Would it be doable to check how much memory is left before the game gets forked? Sadly i have no idea if that's doable/easy to implement...
Re: [1.1.106][Linux] crash during fork-saving, when child process gets OOM-Killed
Posted: Sun Apr 28, 2024 1:47 pm
by SoShootMe
someone1337 wrote: ↑Fri Apr 12, 2024 8:53 pm
Rseding91 wrote: ↑Sat Apr 06, 2024 10:42 pm
Actually, maybe the Linux guys will correct me, but there doesn’t seem to be any official way to detect your process has been killed due to OOM. So this whole thing would go into “not a bug”.
Maybe:
https://stackoverflow.com/questions/718 ... -a-process
What could surely be tested for is: "Did the forked save process terminate abnormally? -> retry blockingly (instead of make the parent process die horribly)".
Yeah; as far as I know the OOM killer more or less literally sends SIGKILL to the selected process so it's not possible to tell the difference between that and it being sent by some other process (eg the user running kill), but I don't see the relevance. Any abnormal termination should ideally cause fallback to a blocking save (maybe for the rest of the session). At minimum the effect should be the same as an error during a blocking save (which should be to report the error, eg "Async save process terminated with SIGKILL" for the OOM killer case). Exit status could also communicate handled failures (like I/O errors). That said, all this may be easier said than done within the existing codebase.

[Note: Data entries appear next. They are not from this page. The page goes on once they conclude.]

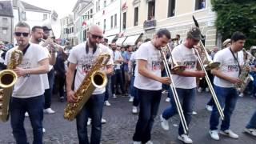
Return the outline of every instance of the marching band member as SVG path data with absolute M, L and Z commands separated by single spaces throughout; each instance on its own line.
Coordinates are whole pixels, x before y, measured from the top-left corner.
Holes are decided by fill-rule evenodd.
M 33 128 L 33 143 L 42 144 L 44 86 L 38 74 L 48 72 L 48 57 L 41 46 L 29 42 L 30 28 L 27 23 L 19 22 L 15 26 L 14 36 L 18 45 L 18 50 L 23 52 L 23 58 L 22 63 L 14 70 L 18 78 L 10 102 L 13 134 L 17 143 L 28 143 L 23 123 L 25 112 L 27 111 Z M 10 62 L 11 53 L 15 49 L 7 52 L 6 65 Z
M 221 134 L 238 138 L 238 135 L 230 129 L 232 113 L 238 100 L 238 92 L 234 84 L 241 84 L 239 79 L 241 73 L 240 65 L 243 65 L 242 53 L 241 51 L 246 42 L 246 36 L 241 32 L 235 32 L 231 37 L 231 46 L 216 53 L 214 62 L 221 62 L 221 66 L 211 70 L 215 76 L 214 80 L 214 90 L 220 106 L 224 109 L 224 120 L 222 121 Z M 239 54 L 241 54 L 239 55 Z M 219 140 L 218 126 L 219 113 L 215 105 L 210 118 L 210 135 L 214 140 Z
M 92 26 L 89 29 L 89 38 L 86 42 L 81 43 L 72 48 L 68 58 L 70 62 L 66 74 L 66 92 L 69 102 L 77 101 L 74 92 L 78 89 L 84 78 L 102 53 L 108 53 L 106 46 L 100 44 L 103 38 L 103 31 L 98 26 Z M 113 73 L 113 58 L 110 58 L 106 65 L 106 74 Z M 74 81 L 74 70 L 77 69 L 74 81 L 74 90 L 71 89 Z M 76 124 L 79 143 L 99 144 L 102 135 L 102 116 L 104 105 L 105 88 L 96 88 L 88 102 L 83 106 L 80 113 L 76 117 Z M 86 124 L 88 117 L 92 119 L 92 130 L 90 142 L 89 142 Z
M 170 39 L 170 34 L 167 30 L 159 30 L 152 41 L 142 44 L 136 52 L 138 70 L 134 85 L 140 98 L 140 111 L 133 137 L 134 144 L 152 143 L 151 130 L 161 100 L 162 83 L 170 83 L 170 78 L 161 77 L 162 61 L 159 50 Z
M 187 125 L 191 122 L 193 105 L 194 103 L 196 92 L 196 77 L 203 78 L 205 72 L 197 70 L 197 57 L 195 55 L 194 46 L 198 45 L 202 39 L 201 31 L 198 27 L 193 27 L 187 33 L 186 39 L 184 43 L 176 46 L 171 52 L 174 59 L 180 65 L 185 66 L 184 71 L 173 74 L 174 83 L 175 84 L 176 90 L 182 102 L 184 116 Z M 162 114 L 161 126 L 168 130 L 168 121 L 170 118 L 178 114 L 176 104 L 171 91 L 170 103 L 171 106 L 166 109 Z M 192 139 L 184 133 L 182 124 L 179 124 L 178 138 L 185 143 L 192 143 Z
M 48 82 L 49 82 L 49 89 L 46 89 L 44 93 L 45 96 L 45 106 L 44 106 L 44 112 L 48 114 L 54 114 L 55 111 L 54 111 L 50 108 L 51 105 L 51 97 L 53 95 L 53 87 L 54 87 L 54 66 L 56 62 L 56 51 L 54 50 L 54 48 L 52 45 L 54 42 L 51 38 L 49 38 L 50 36 L 50 31 L 52 30 L 50 28 L 49 28 L 47 26 L 42 26 L 43 30 L 43 39 L 46 40 L 46 42 L 44 42 L 42 46 L 49 46 L 49 50 L 50 51 L 50 65 L 49 67 L 49 72 L 47 73 L 48 76 Z

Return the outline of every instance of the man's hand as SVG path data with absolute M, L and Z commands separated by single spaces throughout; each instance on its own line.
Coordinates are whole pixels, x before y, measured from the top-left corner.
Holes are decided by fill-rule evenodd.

julus wrote: ↑Wed Apr 10, 2024 7:18 am
To handle this scenario ideally, the factorio can put +100 oom_score to saving fork so in case OOM occurs, only the fork is killed and original process survives (and message can be printed ingame that fork-saving failed).
In combination with this one could make sure that the child and not the parent process gets oom killed.
OOM-killer tries to kill the biggest but also short running processes, unless factorio gets started and immediately runs into an autosave that gets oom killed, this should not really be encessary, but there is also no reason not to do this.
I think it's what you meant but it only makes sense to increase the likelihood that the save process is killed (rather than some other process) by the OOM killer if the behaviour of the main process in this case is improved. Another reason not to do it is that it is Linux-specific, but I suspect that's negligible given there must already be a framework for platform-specific code.